Failure Forecasting Boosts Robustness of Sim2Real Rhythmic Insertion Policies
This work addresses the problem of maintaining precision and consistency in robotic assembly tasks, which is incremental as it builds on existing sim-to-real and failure prediction methods.
The paper tackles the challenge of Rhythmic Insertion Tasks (RIT) for robots, such as screwing nuts into bolts, by proposing a sim-to-real framework that integrates a reinforcement learning policy with a failure forecasting module, achieving high success rates and robust performance over repetitive tasks.

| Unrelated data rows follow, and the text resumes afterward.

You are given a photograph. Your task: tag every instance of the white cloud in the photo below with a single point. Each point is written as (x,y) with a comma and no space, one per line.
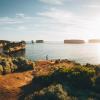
(54,2)
(55,24)
(92,6)
(7,20)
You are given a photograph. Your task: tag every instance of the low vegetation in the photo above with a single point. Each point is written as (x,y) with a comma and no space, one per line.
(10,65)
(66,83)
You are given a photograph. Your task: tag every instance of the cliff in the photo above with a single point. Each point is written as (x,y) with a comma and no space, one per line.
(74,41)
(14,46)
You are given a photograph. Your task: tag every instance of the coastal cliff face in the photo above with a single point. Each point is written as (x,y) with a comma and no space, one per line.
(73,41)
(14,46)
(94,41)
(3,43)
(39,41)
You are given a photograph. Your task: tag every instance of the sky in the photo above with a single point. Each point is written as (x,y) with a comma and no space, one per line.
(50,20)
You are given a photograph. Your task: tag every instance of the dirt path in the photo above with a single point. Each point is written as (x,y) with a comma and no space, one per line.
(10,85)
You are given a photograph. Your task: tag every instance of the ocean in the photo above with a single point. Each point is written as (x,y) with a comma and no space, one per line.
(81,53)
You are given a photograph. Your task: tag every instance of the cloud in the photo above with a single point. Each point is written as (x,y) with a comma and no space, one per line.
(54,23)
(7,20)
(53,2)
(92,6)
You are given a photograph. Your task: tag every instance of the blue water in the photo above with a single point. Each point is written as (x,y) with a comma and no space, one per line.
(82,53)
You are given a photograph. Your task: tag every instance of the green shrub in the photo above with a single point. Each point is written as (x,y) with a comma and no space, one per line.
(1,70)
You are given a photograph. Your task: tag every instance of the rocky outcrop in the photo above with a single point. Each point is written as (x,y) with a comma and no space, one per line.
(74,41)
(14,47)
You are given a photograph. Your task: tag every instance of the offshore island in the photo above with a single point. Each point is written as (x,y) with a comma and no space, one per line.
(23,79)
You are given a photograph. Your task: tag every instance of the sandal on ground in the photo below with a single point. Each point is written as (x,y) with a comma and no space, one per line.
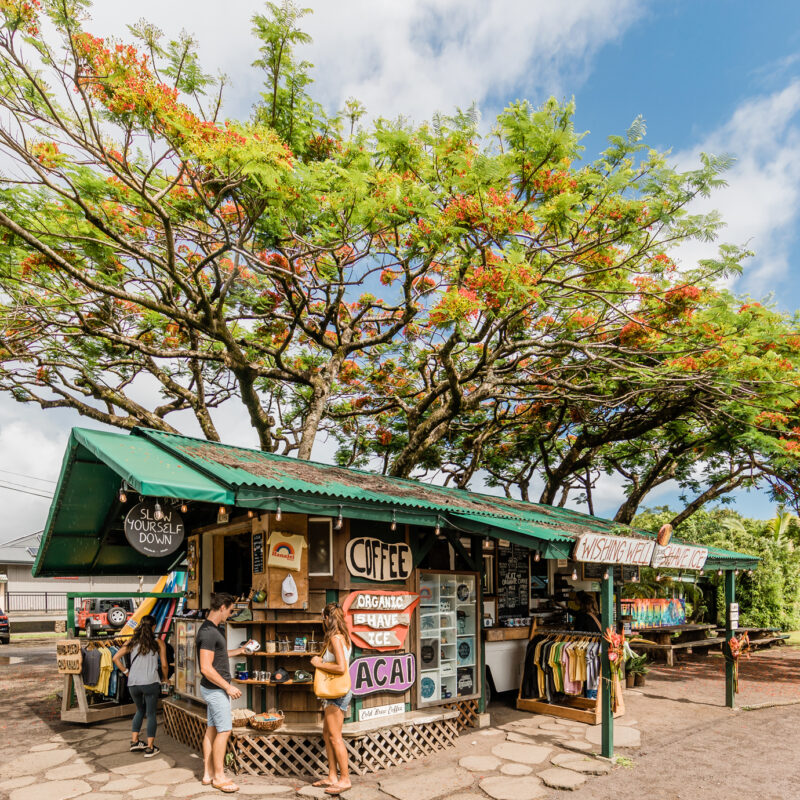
(229,787)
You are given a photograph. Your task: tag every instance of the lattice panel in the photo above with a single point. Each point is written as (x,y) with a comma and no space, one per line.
(467,714)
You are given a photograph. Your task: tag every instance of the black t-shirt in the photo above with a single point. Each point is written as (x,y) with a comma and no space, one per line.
(212,637)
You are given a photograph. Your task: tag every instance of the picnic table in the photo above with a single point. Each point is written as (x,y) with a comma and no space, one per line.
(668,639)
(760,637)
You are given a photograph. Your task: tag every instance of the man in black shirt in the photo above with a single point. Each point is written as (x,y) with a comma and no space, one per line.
(217,690)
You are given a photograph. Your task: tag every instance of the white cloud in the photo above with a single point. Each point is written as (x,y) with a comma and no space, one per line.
(761,204)
(413,57)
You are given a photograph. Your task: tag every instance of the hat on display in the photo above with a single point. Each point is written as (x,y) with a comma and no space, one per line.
(280,676)
(289,591)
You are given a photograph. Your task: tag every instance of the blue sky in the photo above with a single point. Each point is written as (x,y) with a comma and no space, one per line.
(705,75)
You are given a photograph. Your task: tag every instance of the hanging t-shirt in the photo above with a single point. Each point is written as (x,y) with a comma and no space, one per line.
(285,550)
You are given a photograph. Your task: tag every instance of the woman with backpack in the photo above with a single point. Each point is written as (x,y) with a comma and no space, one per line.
(146,651)
(332,686)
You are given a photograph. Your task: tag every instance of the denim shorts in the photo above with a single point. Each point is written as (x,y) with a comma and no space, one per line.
(342,703)
(218,708)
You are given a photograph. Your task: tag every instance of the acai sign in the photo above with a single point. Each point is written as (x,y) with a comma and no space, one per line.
(150,536)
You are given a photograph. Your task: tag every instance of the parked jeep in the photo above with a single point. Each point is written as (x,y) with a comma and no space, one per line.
(98,615)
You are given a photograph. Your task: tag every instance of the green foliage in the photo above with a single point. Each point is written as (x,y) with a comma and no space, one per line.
(770,597)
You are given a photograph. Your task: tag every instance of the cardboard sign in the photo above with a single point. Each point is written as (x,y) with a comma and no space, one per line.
(378,561)
(680,556)
(378,619)
(383,674)
(154,532)
(606,549)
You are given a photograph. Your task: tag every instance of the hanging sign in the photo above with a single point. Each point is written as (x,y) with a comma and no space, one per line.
(378,712)
(383,674)
(607,549)
(680,556)
(378,561)
(154,532)
(378,619)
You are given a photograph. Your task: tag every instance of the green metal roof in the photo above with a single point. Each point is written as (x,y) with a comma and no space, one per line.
(163,464)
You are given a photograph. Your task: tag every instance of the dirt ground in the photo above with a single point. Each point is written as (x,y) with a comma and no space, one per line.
(692,746)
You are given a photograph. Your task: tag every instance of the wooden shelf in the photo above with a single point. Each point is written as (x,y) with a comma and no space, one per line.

This paper addresses the challenges of Rhythmic Insertion Tasks (RIT), where a robot must repeatedly perform high-precision insertions, such as screwing a nut into a bolt with a wrench. The inherent difficulty of RIT lies in achieving millimeter-level accuracy and maintaining consistent performance over multiple repetitions, particularly when factors like nut rotation and friction introduce additional complexity. We propose a sim-to-real framework that integrates a reinforcement learning-based insertion policy with a failure forecasting module. By representing the wrench's pose in the nut's coordinate frame rather than the robot's frame, our approach significantly enhances sim-to-real transferability. The insertion policy, trained in simulation, leverages real-time 6D pose tracking to execute precise alignment, insertion, and rotation maneuvers. Simultaneously, a neural network predicts potential execution failures, triggering a simple recovery mechanism that lifts the wrench and retries the insertion. Extensive experiments in both simulated and real-world environments demonstrate that our method not only achieves a high one-time success rate but also robustly maintains performance over long-horizon repetitive tasks.